Just as I settled on this feeling. I randomly turned on “Collateral Beauty”. Not knowing what the movie was about, I sat and watched with an open logical mind. I was focused, and not multitasking for once. I usually turn away from movies involving cancer because my life is already a movie involving cancer, but I did not know that this movie was a cancer movie. Without giving anymore of the movie away, I saw where my heart had been moved to. It had been moved to a place where my emotions lived. All of the emotions I have been told to lose since I was a child. All of the emotions I have dumped because this world does not need another emotional person. This place was not hard to find, because emotions were still able to find me when situations called. It was in a room with a creaked door that I choose to ignore. This movie kicked that door open and I once again lost, this time control. I cried until my face was swollen and my heart beat louder than my logic. Everything lost was in that room. Except for the $50 I lost on Stony Brook’s campus in a chapstick tube, but thats neither here nor there. When an actual door opened I rushed to close my emotional door back. Dried my tears, splashed cold water on my face, and went back to being functionally lost. Then “A Monster Calls” shows up on my movie list today. The monster looks like Groot from “Guardians of the Galaxy”. I like Groot, so I click on the movie. Once again, cancer is on my screen. This time, I hold the creaked door closed. I held it so tight my side began to beat. God seems to only come to me when I am in between wake and sleep. This time God took my hands off the door. I am still crying as I type this post.

See, I have grown accustom to lost. I have accepted not knowing the whereabouts of my heart. Even in a loving relationship, I have allowed the creaked door to set my emotions on a timer so that a sense of functional lost is always in control. Today, God said stop. I have to stop ignoring the creaked door and the moved heart. I have to clean the room and place things where they belong so they are no longer lost. I have to stop stalling on life because its easier to be functionally unaware than it is to feel.

Scared and hurt is a place, but it is not the only place that exist.
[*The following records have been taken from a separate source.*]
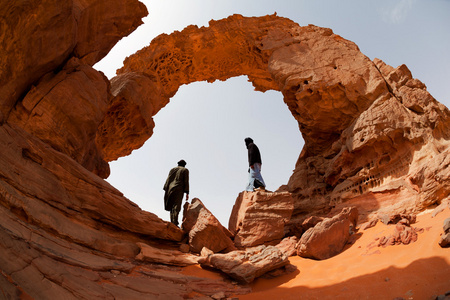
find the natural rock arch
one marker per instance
(348, 107)
(66, 233)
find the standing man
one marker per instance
(255, 179)
(176, 185)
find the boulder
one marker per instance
(402, 234)
(259, 217)
(204, 230)
(328, 237)
(246, 265)
(288, 246)
(445, 238)
(165, 256)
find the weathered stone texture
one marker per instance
(328, 237)
(204, 230)
(38, 37)
(246, 265)
(374, 139)
(259, 217)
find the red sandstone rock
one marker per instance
(246, 265)
(204, 230)
(403, 234)
(128, 122)
(165, 256)
(368, 224)
(374, 137)
(328, 237)
(40, 36)
(259, 217)
(445, 238)
(65, 110)
(288, 246)
(356, 152)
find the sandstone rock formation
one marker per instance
(328, 237)
(374, 138)
(368, 127)
(165, 256)
(445, 238)
(204, 230)
(260, 217)
(402, 234)
(246, 265)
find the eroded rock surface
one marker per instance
(368, 128)
(246, 265)
(374, 138)
(328, 237)
(445, 238)
(260, 217)
(204, 230)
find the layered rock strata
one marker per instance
(204, 230)
(328, 237)
(260, 217)
(368, 128)
(374, 138)
(246, 265)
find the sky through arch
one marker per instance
(411, 32)
(205, 124)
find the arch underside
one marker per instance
(366, 125)
(374, 137)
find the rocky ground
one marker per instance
(419, 270)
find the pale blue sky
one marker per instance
(215, 118)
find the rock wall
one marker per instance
(374, 137)
(368, 128)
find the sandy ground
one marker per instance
(420, 270)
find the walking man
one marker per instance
(255, 179)
(177, 184)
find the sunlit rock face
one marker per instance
(374, 137)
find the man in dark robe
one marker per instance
(176, 185)
(255, 179)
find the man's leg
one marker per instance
(175, 211)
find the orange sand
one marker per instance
(420, 270)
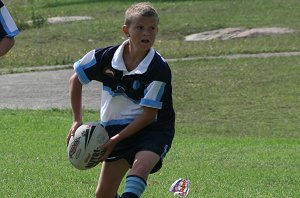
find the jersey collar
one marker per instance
(118, 61)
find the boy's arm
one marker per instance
(75, 89)
(6, 44)
(143, 120)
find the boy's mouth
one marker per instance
(145, 41)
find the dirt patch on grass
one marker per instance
(231, 33)
(56, 20)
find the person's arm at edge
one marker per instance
(6, 44)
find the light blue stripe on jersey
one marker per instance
(8, 23)
(80, 72)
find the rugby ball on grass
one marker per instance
(84, 149)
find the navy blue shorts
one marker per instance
(157, 141)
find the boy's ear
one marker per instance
(126, 30)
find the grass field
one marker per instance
(45, 44)
(237, 124)
(237, 135)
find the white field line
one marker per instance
(229, 56)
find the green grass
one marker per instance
(64, 44)
(237, 124)
(237, 135)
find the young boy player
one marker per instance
(136, 104)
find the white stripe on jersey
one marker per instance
(117, 108)
(8, 22)
(153, 95)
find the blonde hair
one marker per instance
(144, 9)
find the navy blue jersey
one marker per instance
(125, 93)
(8, 27)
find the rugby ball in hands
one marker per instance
(85, 147)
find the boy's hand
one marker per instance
(72, 130)
(108, 147)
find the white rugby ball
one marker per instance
(84, 149)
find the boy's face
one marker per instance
(142, 32)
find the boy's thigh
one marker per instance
(143, 163)
(111, 176)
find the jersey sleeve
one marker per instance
(8, 27)
(90, 66)
(158, 89)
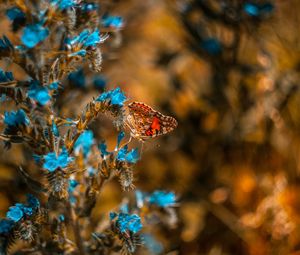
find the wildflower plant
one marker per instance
(54, 40)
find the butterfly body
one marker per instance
(145, 122)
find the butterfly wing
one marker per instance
(145, 122)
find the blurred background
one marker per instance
(228, 71)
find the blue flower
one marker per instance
(162, 198)
(6, 226)
(72, 185)
(115, 97)
(131, 222)
(92, 39)
(87, 7)
(54, 129)
(61, 218)
(80, 53)
(103, 149)
(212, 46)
(77, 78)
(112, 21)
(121, 135)
(38, 93)
(255, 10)
(130, 157)
(26, 210)
(32, 201)
(99, 82)
(5, 44)
(34, 34)
(64, 4)
(52, 162)
(16, 118)
(53, 85)
(139, 197)
(6, 76)
(15, 213)
(85, 141)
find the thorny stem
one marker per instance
(83, 127)
(76, 229)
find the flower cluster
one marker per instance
(53, 40)
(18, 212)
(16, 118)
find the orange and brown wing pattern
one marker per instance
(146, 122)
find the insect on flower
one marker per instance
(144, 122)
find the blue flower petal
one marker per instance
(34, 34)
(162, 198)
(15, 213)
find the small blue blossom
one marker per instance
(86, 38)
(85, 141)
(32, 201)
(16, 118)
(91, 171)
(88, 7)
(72, 185)
(5, 44)
(37, 158)
(124, 208)
(6, 226)
(256, 10)
(127, 222)
(38, 93)
(6, 76)
(251, 9)
(52, 162)
(80, 53)
(112, 215)
(54, 129)
(15, 213)
(53, 85)
(112, 21)
(115, 97)
(15, 13)
(99, 82)
(61, 218)
(212, 46)
(77, 78)
(103, 149)
(92, 39)
(34, 34)
(3, 98)
(122, 153)
(121, 135)
(132, 156)
(162, 198)
(26, 210)
(139, 196)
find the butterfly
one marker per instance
(144, 122)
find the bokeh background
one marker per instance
(230, 76)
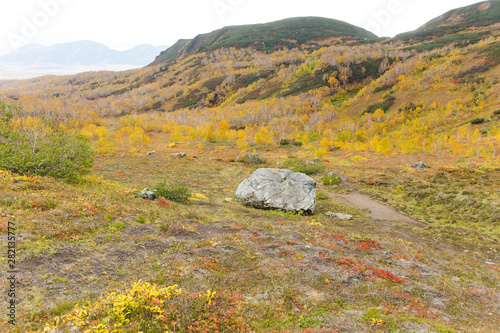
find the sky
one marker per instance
(123, 24)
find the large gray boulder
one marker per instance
(278, 189)
(147, 194)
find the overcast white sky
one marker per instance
(122, 24)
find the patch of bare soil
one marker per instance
(377, 210)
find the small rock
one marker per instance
(251, 155)
(148, 194)
(339, 216)
(420, 165)
(179, 155)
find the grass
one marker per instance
(292, 272)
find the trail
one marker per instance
(377, 210)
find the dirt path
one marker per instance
(377, 210)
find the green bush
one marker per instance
(330, 180)
(175, 192)
(54, 152)
(322, 195)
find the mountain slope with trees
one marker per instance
(355, 113)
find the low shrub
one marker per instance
(175, 192)
(147, 307)
(45, 151)
(304, 167)
(330, 180)
(254, 159)
(384, 87)
(322, 195)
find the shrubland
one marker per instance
(355, 116)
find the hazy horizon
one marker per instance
(49, 22)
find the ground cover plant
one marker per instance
(356, 116)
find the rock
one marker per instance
(148, 194)
(420, 165)
(251, 155)
(339, 216)
(278, 189)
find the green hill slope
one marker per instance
(451, 27)
(287, 33)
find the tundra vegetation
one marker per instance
(354, 114)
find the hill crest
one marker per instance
(287, 33)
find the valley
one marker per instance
(353, 111)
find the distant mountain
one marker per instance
(82, 53)
(293, 32)
(481, 17)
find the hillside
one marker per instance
(288, 33)
(462, 26)
(421, 252)
(80, 53)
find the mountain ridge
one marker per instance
(80, 53)
(289, 33)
Logic is a tool, not a personality or a heart replacement. Losing people is part of life, and love. Time does not heal all wounds. Time is time, and wounds heal to leave scars when you stop picking them. There is no getting over the lost of a loved one, and cancer will always suck. But you know what? Every year they are gone will look different. Some years you will cry more than other years, and some years you will laugh more. One thing is for certain. That loved one will want you to keep track of your heart, because that is where they will always be, and never truly lost.